Graybug and CalciMedica Enter into Definitive Merger Agreement

Graybug and CalciMedica Enter into Definitive Merger Agreement

November 23, 2022

Graybug Vision and CalciMedica have entered into a definitive merger agreement to combine the companies in an all-stock transaction.

The combined company will concentrate on further developing CalciMedica's lead product candidate Auxora, a small molecule calcium-release activated calcium (CRAC) channel inhibitor, to treat life-threatening inflammatory diseases, such as acute pancreatitis (AP), asparaginase-associated pancreatitis (AAP), acute kidney injury (AKI), and acute hypoxemic respiratory failure (AHRF). There are no currently approved therapies for these diseases.

Four effectiveness clinical trials of auxora, which controls immune response and guards against tissue cell harm, have been completed. These studies have shown positive and reliable clinical outcomes as well as an acceptable safety profile. The combined company is anticipated to trade on the Nasdaq Global Market, subject to stockholder approval for each company.

The combined company is expected to have a cash runway into the second half of 2024 thanks to its anticipated $35 million in cash and cash equivalents, including a private placement financing that is anticipated to take place right before the merger closing. This runway will be used to fund the advancement of Auxora in AP and AAP through clinical milestones in 2023. The proposed merger is expected to close in the first quarter of 2023.
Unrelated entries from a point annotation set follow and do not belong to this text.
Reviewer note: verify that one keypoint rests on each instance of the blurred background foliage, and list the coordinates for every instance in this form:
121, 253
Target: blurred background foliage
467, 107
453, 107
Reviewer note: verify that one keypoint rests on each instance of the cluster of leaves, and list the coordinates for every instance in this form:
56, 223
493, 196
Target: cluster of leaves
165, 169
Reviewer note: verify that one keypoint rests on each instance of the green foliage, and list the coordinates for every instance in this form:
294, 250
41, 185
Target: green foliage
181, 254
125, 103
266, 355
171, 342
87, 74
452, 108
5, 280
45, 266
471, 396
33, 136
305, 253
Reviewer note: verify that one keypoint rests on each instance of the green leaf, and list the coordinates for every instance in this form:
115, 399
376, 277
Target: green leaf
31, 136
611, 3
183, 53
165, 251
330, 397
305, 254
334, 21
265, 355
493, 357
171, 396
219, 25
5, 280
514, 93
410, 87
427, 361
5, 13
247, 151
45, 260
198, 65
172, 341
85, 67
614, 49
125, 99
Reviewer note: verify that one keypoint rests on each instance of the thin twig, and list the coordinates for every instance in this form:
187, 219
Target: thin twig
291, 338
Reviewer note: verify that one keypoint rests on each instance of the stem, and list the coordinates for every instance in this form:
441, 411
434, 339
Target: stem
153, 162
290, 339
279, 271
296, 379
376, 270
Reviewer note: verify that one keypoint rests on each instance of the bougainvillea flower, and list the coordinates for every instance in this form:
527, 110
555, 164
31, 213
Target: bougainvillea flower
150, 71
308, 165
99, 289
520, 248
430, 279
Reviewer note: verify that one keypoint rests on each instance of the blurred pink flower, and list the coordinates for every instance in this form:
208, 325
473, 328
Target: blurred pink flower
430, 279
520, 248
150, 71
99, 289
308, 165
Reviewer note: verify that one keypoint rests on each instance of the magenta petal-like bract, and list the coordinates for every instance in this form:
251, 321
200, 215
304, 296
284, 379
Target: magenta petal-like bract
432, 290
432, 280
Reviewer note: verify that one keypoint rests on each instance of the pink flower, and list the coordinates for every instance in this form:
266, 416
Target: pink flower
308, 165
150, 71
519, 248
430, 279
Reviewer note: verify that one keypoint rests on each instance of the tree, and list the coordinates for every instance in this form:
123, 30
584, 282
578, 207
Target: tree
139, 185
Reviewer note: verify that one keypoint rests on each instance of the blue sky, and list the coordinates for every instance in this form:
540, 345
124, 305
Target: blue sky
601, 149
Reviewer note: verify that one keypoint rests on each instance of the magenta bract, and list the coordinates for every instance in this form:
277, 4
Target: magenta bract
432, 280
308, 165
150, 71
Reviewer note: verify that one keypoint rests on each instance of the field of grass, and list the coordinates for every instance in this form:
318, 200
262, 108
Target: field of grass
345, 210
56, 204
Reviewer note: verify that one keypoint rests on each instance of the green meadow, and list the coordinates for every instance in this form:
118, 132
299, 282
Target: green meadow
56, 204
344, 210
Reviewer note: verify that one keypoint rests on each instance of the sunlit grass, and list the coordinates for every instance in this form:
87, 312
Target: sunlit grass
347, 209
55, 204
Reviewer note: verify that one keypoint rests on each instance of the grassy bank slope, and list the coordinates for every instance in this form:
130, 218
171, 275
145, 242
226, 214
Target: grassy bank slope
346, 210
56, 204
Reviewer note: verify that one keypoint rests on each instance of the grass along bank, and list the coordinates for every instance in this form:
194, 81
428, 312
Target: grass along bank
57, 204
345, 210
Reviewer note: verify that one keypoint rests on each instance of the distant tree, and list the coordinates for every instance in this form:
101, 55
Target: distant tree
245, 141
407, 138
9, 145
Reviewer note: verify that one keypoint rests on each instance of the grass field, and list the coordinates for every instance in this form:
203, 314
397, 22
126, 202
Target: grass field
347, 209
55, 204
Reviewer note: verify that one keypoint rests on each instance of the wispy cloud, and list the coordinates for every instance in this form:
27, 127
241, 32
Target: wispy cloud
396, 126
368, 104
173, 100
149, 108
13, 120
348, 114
“After completing a comprehensive strategic review, we determined that the proposed merger with CalciMedica would provide the best return for Graybug stockholders moving forward,” Frederic Guerard, PharmD., Chief Executive Officer of Graybug, said in a company news release. “The decision by our management and board of directors to select CalciMedica to be our merger partner will allow our stockholders to participate in a company with a strong clinical-stage pipeline poised to revolutionize treatment for large, underserved patient populations suffering from life-threatening inflammatory diseases worldwide.”

About the Proposed Transaction, Management and Organization

Graybug equity holders are expected to collectively own approximately 29% of the combined company, and pre-merger CalciMedica equity holders are expected to collectively own approximately 71% of the combined company, in each case, on a fully diluted basis using the treasury stock method. The percentage of the combined company that Graybug’s equity holders will own as of the close of the transaction is subject to certain adjustments as described in the merger agreement, including an adjustment based on the amount of Graybug’s net cash at closing.

The combined company will have its headquarters in La Jolla, California, and Rachel Leheny, PhD, will be its chief executive officer. According to the merger agreement, the combined company's board of directors will be made up of seven people, five chosen by CalciMedica and two chosen by Graybug.

The boards of directors of both organizations have unanimously accepted the merger agreement, which is still awaiting approval from the investors of each organization as well as a few other standard closing requirements.